Un drame rare s’est produit la semaine dernière en Martinique. Une personne a perdu la vie après avoir été mordue par un trigonocéphale, serpent venimeux endémique de l’île. Un décès lié à ce type d’envenimation n’avait plus été enregistré depuis près de vingt ans, soulignant le caractère exceptionnel de cette issue.
Chaque année, entre 20 et 30 morsures de trigonocéphale sont pourtant recensées sur le territoire. Dans la grande majorité des cas, les victimes survivent grâce à une prise en charge médicale rapide et à l’administration d’un traitement adapté.
Une urgence médicale absolue
Le facteur déterminant reste le délai d’intervention. Plus la victime est transportée rapidement vers un établissement hospitalier, plus les chances de survie augmentent. Le Centre hospitalier universitaire de Martinique dispose d’un antivenin spécifique, administré selon des protocoles médicaux stricts.
Les spécialistes rappellent que les premières minutes suivant la morsure sont cruciales. Une réaction inadaptée peut aggraver la situation et compliquer la prise en charge médicale.
Les bons gestes à adopter
En cas de morsure ou de suspicion de morsure de serpent, plusieurs réflexes doivent être respectés :
rester calme afin de limiter la diffusion du venin dans l’organisme,
immobiliser le membre touché,
appeler immédiatement le 15 pour une prise en charge médicale.
Certaines pratiques restent formellement déconseillées :
ne pas poser de garrot,
ne pas inciser la plaie,
ne pas appliquer de glace ou tenter d’aspirer le venin.
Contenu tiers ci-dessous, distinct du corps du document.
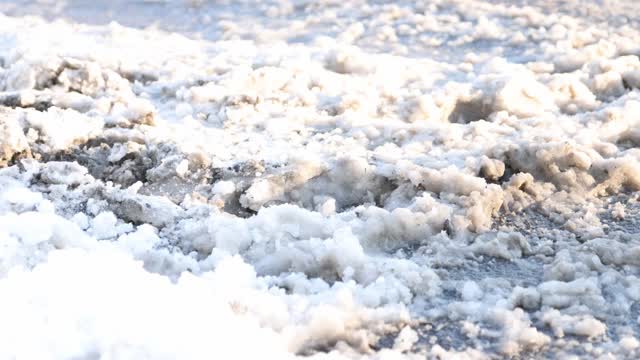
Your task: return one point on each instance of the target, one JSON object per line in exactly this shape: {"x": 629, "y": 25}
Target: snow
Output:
{"x": 452, "y": 179}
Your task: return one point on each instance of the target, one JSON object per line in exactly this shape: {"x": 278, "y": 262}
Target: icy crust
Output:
{"x": 238, "y": 199}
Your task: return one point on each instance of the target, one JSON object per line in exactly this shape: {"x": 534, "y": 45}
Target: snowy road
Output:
{"x": 447, "y": 179}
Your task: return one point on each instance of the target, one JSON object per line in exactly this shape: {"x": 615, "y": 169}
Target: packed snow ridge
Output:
{"x": 329, "y": 180}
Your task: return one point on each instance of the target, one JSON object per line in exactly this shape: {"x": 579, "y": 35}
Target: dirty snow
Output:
{"x": 451, "y": 179}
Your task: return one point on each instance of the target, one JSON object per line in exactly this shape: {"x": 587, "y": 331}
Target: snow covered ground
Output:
{"x": 449, "y": 179}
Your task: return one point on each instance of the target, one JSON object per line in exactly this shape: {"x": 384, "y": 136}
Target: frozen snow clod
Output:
{"x": 157, "y": 211}
{"x": 12, "y": 139}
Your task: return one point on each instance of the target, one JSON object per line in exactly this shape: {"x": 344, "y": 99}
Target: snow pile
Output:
{"x": 447, "y": 179}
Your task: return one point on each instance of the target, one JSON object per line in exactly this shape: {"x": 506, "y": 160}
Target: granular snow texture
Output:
{"x": 446, "y": 179}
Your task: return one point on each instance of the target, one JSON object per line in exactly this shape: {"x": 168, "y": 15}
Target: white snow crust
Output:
{"x": 280, "y": 179}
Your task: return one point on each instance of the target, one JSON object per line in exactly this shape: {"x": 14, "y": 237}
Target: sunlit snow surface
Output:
{"x": 328, "y": 179}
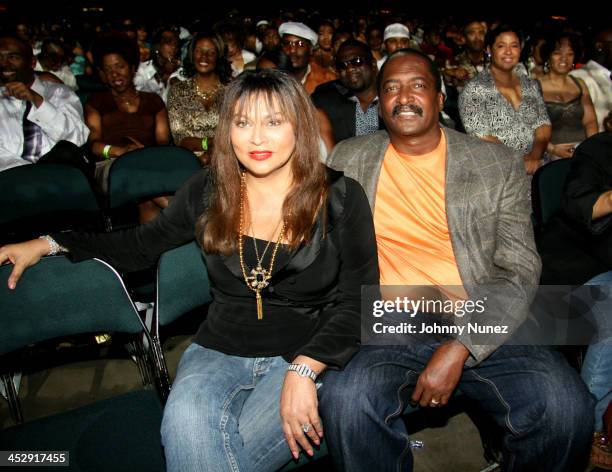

Les autorités sanitaires insistent sur un message simple : seul un traitement hospitalier permet une prise en charge efficace.
Ce décès rappelle que, malgré leur rareté, les accidents liés au trigonocéphale peuvent avoir des conséquences graves et nécessitent une vigilance constante, notamment lors des activités en milieu naturel.
Nos sincères condoléances sont adressées aux proches de la victime.